Wall-anchored semiflexible polymer under large amplitude oscillatory shear flow
Antonio Lamura, Roland G. Winkler, and Gerhard Gompper

TL;DR
This study uses mesoscale simulations to explore how tethered semiflexible polymers respond to large amplitude oscillatory shear flow, revealing nonlinear conformational changes and unique frequency doubling effects.
Contribution
It provides new insights into the nonlinear dynamics and conformational behavior of wall-anchored semiflexible polymers under oscillatory shear, using a combined bead-spring and multiparticle collision dynamics model.
Findings
Polymers stretch and form U-shapes at high strains.
A frequency doubling occurs in properties normal to the wall.

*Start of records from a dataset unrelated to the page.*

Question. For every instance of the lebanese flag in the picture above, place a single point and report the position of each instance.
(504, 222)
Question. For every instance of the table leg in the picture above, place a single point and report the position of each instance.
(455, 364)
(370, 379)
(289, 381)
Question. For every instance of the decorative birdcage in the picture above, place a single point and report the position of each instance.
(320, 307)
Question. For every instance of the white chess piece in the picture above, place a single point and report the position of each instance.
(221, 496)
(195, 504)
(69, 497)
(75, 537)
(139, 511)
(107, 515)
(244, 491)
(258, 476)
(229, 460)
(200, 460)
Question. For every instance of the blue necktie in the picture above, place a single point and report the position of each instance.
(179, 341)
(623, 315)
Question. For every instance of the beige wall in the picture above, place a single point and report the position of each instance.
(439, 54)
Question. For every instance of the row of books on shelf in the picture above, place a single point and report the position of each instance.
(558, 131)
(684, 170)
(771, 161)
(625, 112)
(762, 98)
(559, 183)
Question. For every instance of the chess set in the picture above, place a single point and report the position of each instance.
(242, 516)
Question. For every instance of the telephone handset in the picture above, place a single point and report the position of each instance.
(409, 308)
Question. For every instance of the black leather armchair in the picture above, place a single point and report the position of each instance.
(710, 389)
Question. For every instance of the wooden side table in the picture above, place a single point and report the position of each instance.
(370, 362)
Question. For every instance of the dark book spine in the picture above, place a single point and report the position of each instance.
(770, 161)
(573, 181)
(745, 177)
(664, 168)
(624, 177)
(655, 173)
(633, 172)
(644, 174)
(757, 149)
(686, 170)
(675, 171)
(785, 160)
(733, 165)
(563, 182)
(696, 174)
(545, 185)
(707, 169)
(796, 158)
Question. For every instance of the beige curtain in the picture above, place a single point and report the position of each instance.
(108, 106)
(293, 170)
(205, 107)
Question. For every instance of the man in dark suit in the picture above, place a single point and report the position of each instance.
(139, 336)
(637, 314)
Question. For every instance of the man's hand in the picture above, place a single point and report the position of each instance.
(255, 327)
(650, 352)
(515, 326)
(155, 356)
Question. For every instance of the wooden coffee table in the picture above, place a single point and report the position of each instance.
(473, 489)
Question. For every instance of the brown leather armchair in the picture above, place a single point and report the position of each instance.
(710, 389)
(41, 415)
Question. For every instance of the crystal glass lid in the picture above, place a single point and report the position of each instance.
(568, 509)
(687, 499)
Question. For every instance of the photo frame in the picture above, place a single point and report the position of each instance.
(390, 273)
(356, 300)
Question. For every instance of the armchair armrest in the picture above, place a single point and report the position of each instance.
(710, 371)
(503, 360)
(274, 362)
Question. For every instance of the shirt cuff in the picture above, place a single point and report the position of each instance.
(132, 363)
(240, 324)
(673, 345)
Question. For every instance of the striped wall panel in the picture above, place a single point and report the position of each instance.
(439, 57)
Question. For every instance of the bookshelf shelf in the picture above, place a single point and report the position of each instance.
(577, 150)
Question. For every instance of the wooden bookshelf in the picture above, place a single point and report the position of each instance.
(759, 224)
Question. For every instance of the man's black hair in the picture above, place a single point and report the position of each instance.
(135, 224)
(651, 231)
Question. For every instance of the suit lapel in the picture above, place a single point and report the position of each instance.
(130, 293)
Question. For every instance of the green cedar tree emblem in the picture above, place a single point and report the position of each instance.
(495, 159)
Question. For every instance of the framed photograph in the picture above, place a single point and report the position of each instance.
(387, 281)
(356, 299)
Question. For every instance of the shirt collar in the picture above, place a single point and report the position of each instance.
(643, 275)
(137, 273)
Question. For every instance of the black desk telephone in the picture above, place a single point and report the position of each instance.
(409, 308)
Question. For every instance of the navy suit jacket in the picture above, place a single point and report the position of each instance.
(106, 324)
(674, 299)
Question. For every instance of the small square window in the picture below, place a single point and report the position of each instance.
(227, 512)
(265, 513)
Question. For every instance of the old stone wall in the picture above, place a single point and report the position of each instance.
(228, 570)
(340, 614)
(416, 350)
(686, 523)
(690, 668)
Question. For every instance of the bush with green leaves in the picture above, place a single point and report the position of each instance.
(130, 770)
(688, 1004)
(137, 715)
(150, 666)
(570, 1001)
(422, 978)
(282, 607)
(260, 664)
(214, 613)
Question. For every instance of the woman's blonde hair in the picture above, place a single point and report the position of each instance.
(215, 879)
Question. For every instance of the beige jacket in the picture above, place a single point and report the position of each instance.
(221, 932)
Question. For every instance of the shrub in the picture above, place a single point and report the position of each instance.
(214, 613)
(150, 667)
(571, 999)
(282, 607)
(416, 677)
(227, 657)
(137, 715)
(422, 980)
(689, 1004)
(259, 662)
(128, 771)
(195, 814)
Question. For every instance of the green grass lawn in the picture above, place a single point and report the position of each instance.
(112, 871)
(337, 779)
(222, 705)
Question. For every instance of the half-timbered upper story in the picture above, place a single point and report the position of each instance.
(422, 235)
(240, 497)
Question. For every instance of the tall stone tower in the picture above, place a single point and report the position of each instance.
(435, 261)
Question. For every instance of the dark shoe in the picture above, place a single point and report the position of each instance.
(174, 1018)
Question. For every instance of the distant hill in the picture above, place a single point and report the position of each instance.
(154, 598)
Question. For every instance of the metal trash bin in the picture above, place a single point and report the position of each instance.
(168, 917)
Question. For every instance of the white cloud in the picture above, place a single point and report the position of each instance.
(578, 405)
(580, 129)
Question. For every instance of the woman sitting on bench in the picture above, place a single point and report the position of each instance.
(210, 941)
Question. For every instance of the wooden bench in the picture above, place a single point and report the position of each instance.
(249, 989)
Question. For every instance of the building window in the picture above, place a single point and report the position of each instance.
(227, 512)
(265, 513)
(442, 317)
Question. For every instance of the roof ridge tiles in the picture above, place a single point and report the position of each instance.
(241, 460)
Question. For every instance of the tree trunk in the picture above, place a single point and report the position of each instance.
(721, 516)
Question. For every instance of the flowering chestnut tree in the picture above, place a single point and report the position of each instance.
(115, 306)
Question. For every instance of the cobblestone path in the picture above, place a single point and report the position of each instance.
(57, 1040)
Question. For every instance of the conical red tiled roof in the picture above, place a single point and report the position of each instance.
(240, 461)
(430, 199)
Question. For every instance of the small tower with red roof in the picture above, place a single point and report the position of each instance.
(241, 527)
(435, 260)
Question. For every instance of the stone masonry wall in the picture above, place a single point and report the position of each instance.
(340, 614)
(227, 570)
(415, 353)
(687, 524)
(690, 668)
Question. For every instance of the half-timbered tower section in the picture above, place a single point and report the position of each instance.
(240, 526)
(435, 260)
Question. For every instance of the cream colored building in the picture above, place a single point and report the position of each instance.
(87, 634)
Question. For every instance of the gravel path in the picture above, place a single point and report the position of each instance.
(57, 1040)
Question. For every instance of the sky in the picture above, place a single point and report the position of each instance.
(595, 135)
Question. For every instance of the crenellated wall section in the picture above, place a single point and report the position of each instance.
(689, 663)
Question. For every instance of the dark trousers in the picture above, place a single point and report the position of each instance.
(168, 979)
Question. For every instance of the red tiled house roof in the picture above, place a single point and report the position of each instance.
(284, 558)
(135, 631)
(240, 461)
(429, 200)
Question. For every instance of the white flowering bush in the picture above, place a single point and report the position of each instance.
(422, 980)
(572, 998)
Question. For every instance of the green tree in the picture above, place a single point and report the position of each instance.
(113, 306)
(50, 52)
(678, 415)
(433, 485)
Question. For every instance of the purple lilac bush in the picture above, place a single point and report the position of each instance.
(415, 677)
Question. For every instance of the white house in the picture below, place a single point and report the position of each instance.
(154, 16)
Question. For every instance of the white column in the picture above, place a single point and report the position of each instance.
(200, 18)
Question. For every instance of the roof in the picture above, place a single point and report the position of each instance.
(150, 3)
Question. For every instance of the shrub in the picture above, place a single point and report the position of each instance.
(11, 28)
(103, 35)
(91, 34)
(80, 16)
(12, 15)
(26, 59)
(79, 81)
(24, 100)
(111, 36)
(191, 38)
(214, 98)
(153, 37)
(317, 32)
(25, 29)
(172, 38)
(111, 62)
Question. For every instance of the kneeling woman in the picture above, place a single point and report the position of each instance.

Nonlinear conformational changes dominate at large strains.
Abstract
The properties of semiflexible polymers tethered by one end to an impenetrable wall and exposed to oscillatory shear flow are investigated by mesoscale simulations. A polymer, confined in two dimensions, is described by a linear bead-spring chain, and fluid interactions are incorporated by the Brownian multiparticle collision dynamics approach. At small strains, the polymers follow the applied flow field. However, at high strain, we find a strongly nonlinear response, with major conformational changes. Polymers are stretched along the flow direction and exhibit U-shaped conformations while following the flow. As a consequence of confinement in the half-space, a frequency doubling in the time-dependent polymer properties appears along the direction normal to the wall.